Ingredients:

  • 1 pound (454g) jumbo lump crab meat, picked over for shells
  • 1/4 cup (30g) mayonnaise
  • 1 large egg, lightly beaten
  • 1 tablespoon (15ml) Dijon mustard
  • 1 teaspoon (5ml) Worcestershire sauce
  • 1/4 teaspoon (1.5g) Old Bay seasoning
  • 1/4 teaspoon (1.5g) black pepper, freshly ground
  • 1/4 cup (30g) crushed Ritz crackers
  • 2 tablespoons (30ml) unsalted butter, melted
  • Fresh parsley, chopped (optional)
  • Lemon wedges (optional)

Instructions:

  1. In a large bowl, gently fold together the crab meat, mayonnaise, egg, Dijon mustard, Worcestershire sauce, Old Bay seasoning, black pepper, and crushed Ritz crackers.

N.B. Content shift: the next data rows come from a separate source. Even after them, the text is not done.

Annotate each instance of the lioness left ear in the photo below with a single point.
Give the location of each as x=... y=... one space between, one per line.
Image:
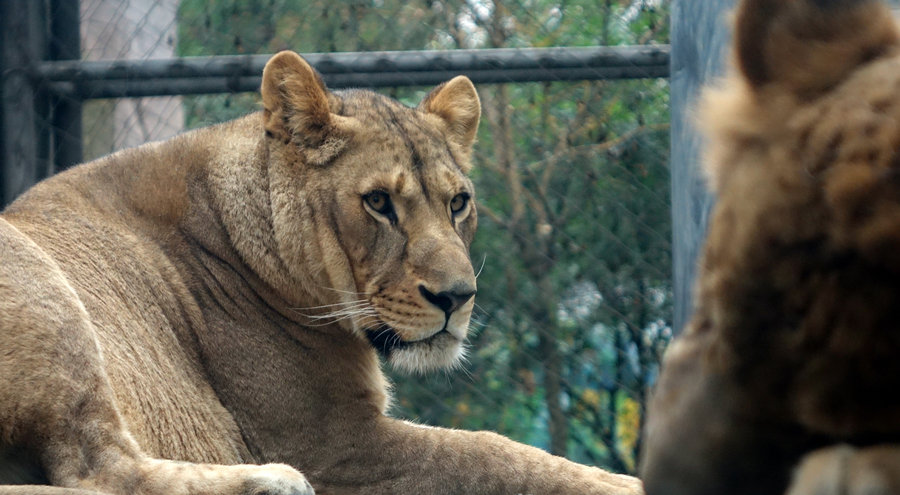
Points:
x=809 y=45
x=457 y=103
x=296 y=108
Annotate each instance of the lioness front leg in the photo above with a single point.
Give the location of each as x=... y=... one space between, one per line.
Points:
x=56 y=402
x=843 y=470
x=394 y=457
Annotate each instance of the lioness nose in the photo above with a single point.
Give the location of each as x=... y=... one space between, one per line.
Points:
x=448 y=300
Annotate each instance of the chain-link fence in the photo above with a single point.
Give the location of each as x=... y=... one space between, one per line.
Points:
x=575 y=291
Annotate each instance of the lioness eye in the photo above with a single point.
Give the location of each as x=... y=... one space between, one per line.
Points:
x=459 y=202
x=379 y=201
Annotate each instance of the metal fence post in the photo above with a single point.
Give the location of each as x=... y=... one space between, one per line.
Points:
x=22 y=46
x=699 y=35
x=65 y=111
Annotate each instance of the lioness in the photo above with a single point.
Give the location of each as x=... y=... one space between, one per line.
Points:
x=222 y=298
x=787 y=379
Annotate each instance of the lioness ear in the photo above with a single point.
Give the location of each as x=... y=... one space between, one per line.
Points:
x=296 y=108
x=809 y=45
x=457 y=103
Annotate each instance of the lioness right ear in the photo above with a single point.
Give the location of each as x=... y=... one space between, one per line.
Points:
x=296 y=107
x=809 y=45
x=456 y=103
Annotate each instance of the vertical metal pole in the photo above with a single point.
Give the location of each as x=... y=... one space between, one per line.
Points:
x=65 y=121
x=700 y=36
x=23 y=44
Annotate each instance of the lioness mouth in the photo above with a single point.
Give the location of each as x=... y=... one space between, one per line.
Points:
x=385 y=340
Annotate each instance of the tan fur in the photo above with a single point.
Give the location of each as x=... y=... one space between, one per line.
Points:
x=794 y=341
x=218 y=298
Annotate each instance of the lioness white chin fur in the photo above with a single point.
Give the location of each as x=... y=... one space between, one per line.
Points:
x=222 y=297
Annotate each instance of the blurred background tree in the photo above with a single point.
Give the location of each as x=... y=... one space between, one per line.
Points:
x=574 y=292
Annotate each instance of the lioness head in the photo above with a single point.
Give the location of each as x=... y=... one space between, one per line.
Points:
x=372 y=210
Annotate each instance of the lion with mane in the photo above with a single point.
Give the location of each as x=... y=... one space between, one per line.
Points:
x=787 y=378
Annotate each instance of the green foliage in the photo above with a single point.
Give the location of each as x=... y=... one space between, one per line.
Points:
x=574 y=297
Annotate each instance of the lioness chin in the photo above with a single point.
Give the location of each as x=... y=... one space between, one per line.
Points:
x=222 y=298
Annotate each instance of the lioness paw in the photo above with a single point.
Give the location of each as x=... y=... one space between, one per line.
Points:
x=277 y=479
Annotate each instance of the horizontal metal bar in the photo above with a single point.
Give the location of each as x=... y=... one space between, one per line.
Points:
x=222 y=74
x=123 y=88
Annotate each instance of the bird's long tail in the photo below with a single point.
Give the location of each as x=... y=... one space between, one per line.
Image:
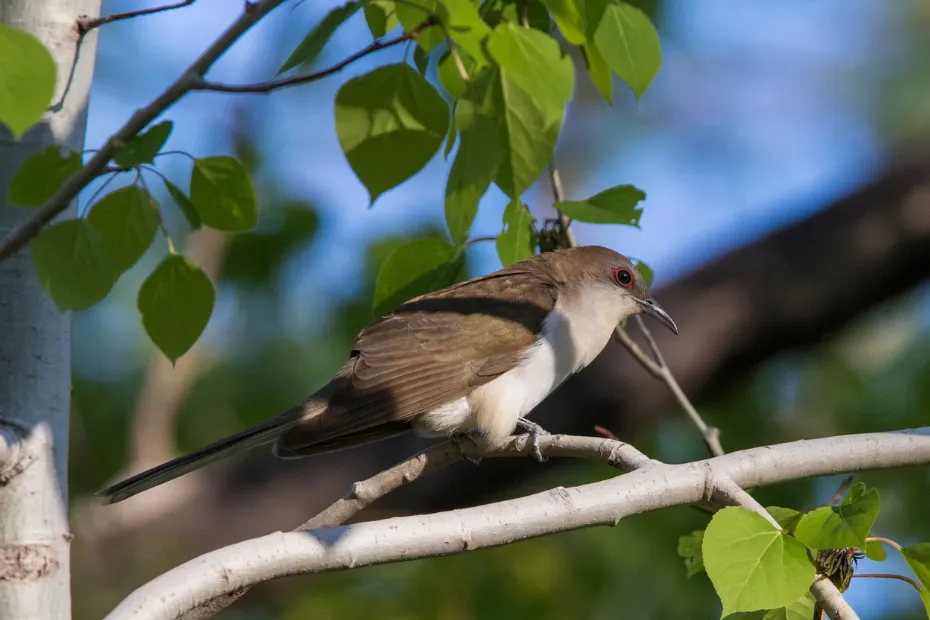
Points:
x=262 y=433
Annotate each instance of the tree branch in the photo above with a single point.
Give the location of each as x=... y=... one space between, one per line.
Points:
x=651 y=487
x=60 y=200
x=267 y=87
x=85 y=24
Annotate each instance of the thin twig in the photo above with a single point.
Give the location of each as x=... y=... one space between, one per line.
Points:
x=916 y=585
x=266 y=87
x=85 y=24
x=710 y=434
x=841 y=491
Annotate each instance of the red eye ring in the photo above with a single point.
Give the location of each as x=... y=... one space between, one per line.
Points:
x=623 y=277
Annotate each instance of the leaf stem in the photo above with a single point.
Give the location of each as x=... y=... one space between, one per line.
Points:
x=886 y=541
x=916 y=585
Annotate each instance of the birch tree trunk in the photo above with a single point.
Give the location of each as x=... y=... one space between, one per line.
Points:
x=35 y=351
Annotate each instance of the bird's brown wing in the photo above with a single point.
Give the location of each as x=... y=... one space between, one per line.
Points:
x=432 y=350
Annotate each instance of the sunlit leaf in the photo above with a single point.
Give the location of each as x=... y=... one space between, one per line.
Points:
x=517 y=241
x=617 y=205
x=127 y=221
x=599 y=72
x=311 y=46
x=176 y=302
x=27 y=79
x=476 y=162
x=381 y=17
x=752 y=564
x=390 y=123
x=143 y=148
x=73 y=263
x=569 y=19
x=846 y=525
x=223 y=194
x=412 y=13
x=787 y=517
x=413 y=269
x=41 y=175
x=535 y=81
x=627 y=40
x=184 y=204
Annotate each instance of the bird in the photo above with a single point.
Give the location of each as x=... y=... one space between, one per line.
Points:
x=470 y=360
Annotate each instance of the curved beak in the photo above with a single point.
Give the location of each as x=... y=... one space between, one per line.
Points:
x=653 y=309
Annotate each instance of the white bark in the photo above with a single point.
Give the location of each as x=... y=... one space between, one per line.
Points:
x=651 y=487
x=35 y=351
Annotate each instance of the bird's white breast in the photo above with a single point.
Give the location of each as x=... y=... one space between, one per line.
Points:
x=573 y=334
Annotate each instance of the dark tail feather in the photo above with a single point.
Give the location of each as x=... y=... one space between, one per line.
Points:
x=257 y=435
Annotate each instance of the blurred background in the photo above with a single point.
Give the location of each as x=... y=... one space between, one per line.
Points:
x=784 y=151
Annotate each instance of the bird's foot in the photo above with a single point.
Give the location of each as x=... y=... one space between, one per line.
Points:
x=470 y=436
x=534 y=431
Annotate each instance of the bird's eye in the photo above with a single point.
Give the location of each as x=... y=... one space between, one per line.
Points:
x=623 y=277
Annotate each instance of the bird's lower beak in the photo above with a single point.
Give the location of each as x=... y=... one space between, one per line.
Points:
x=653 y=309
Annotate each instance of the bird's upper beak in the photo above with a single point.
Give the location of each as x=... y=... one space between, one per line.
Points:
x=653 y=309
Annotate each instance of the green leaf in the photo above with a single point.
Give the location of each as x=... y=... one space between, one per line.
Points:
x=223 y=194
x=466 y=28
x=599 y=72
x=311 y=46
x=176 y=302
x=569 y=19
x=381 y=17
x=787 y=517
x=846 y=525
x=628 y=42
x=535 y=80
x=534 y=62
x=41 y=175
x=517 y=241
x=753 y=565
x=73 y=263
x=645 y=271
x=412 y=13
x=143 y=148
x=421 y=60
x=27 y=76
x=184 y=204
x=874 y=550
x=617 y=205
x=413 y=269
x=449 y=75
x=476 y=164
x=689 y=548
x=127 y=221
x=390 y=123
x=801 y=609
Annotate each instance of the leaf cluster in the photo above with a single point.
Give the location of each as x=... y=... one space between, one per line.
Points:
x=762 y=572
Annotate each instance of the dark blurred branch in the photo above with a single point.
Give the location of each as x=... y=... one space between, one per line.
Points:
x=85 y=24
x=267 y=87
x=652 y=486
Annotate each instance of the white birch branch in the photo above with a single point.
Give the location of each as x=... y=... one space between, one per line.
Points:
x=197 y=582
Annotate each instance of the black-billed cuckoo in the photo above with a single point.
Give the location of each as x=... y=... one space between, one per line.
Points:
x=472 y=359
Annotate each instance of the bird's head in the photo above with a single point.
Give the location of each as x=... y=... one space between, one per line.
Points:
x=616 y=280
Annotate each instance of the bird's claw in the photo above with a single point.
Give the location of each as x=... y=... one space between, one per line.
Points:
x=533 y=432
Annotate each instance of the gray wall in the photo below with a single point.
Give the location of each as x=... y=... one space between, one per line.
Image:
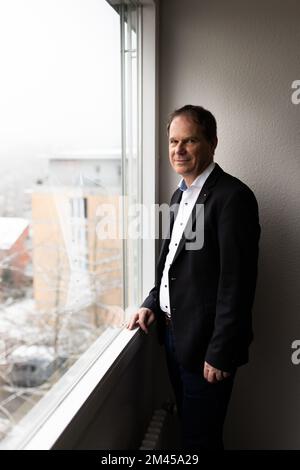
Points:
x=239 y=59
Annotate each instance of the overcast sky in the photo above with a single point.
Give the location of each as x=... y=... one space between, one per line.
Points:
x=59 y=77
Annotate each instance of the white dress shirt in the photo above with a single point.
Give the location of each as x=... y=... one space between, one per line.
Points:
x=188 y=200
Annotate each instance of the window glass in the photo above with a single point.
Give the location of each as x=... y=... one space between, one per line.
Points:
x=69 y=157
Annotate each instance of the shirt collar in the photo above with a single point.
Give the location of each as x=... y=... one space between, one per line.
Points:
x=199 y=181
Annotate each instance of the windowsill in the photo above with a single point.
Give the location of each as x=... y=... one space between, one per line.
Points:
x=98 y=368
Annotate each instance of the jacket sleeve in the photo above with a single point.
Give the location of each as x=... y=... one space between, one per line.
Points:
x=152 y=300
x=238 y=235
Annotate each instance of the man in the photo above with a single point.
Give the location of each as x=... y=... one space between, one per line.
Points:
x=203 y=297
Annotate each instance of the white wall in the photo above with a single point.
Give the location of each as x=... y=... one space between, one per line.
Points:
x=239 y=59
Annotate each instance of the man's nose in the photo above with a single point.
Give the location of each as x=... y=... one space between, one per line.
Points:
x=180 y=148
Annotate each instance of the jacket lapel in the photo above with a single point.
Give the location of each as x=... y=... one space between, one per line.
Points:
x=202 y=198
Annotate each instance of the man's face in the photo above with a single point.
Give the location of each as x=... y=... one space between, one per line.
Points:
x=189 y=151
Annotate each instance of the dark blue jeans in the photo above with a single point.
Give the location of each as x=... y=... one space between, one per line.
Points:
x=201 y=405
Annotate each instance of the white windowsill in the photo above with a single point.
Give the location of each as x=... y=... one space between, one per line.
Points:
x=45 y=423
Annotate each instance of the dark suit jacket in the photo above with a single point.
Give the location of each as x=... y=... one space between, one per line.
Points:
x=212 y=288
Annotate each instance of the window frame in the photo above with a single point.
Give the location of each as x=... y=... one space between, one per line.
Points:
x=100 y=366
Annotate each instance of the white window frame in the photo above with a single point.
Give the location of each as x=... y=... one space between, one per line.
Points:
x=99 y=367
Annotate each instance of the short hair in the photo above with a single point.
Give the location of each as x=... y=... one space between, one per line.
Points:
x=201 y=116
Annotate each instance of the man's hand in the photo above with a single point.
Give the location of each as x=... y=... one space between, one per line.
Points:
x=213 y=375
x=143 y=318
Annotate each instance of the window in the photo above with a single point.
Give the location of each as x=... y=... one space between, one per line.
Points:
x=70 y=118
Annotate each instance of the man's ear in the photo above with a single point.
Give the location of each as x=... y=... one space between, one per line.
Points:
x=214 y=144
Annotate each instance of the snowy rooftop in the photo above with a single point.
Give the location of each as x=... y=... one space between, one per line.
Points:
x=11 y=228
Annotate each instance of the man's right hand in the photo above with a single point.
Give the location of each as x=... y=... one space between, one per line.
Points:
x=143 y=318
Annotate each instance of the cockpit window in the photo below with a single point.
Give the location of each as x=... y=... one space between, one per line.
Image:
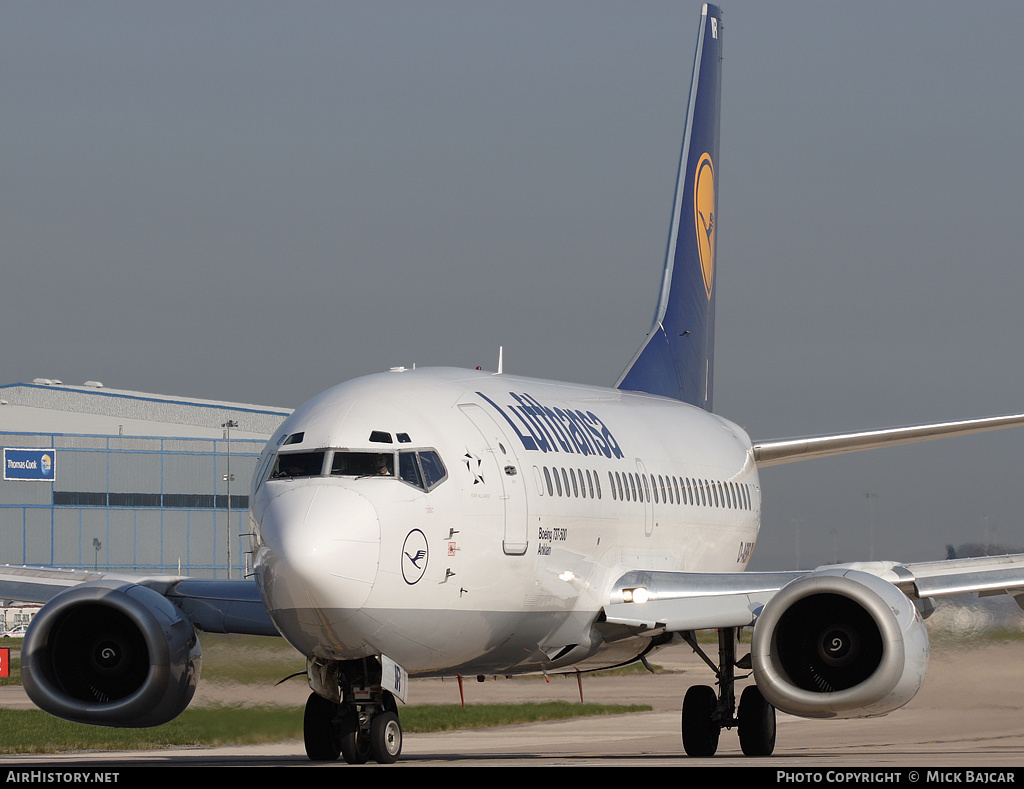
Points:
x=363 y=464
x=422 y=469
x=289 y=465
x=433 y=469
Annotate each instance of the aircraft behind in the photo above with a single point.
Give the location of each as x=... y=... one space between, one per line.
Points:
x=441 y=522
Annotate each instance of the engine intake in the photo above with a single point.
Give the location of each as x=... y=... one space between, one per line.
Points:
x=111 y=653
x=839 y=643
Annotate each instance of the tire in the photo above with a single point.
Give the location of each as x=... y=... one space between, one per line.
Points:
x=320 y=732
x=354 y=749
x=700 y=733
x=757 y=724
x=385 y=738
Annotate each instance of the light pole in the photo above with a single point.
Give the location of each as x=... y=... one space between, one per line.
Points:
x=227 y=478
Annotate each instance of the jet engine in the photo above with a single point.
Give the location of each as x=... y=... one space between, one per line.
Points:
x=839 y=643
x=111 y=653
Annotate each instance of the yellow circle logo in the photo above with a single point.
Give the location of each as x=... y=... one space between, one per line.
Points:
x=704 y=216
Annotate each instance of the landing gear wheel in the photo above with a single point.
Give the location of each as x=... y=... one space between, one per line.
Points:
x=354 y=747
x=385 y=738
x=699 y=730
x=757 y=724
x=320 y=731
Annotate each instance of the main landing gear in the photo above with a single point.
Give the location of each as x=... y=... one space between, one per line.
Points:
x=363 y=727
x=706 y=712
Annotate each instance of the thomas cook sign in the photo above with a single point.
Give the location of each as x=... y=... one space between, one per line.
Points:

Be careful not to overmix; you want to keep the lump crab meat intact.
  2. Cover the bowl with plastic wrap and refrigerate for at least 30 minutes. This helps the crab cakes hold their shape.
  3. Gently form the crab mixture into 4 equal-sized patties, about 3/4-inch thick.
  4. Heat the melted butter in a skillet over medium heat.
  5. Carefully place the crab cakes in the hot skillet. Cook for 6-8 minutes per side, or until golden brown and heated through. Don't overcrowd the pan; cook in batches if necessary. Internal temperature 165°F
  6. Garnish with fresh parsley and lemon wedges. Serve Immediately.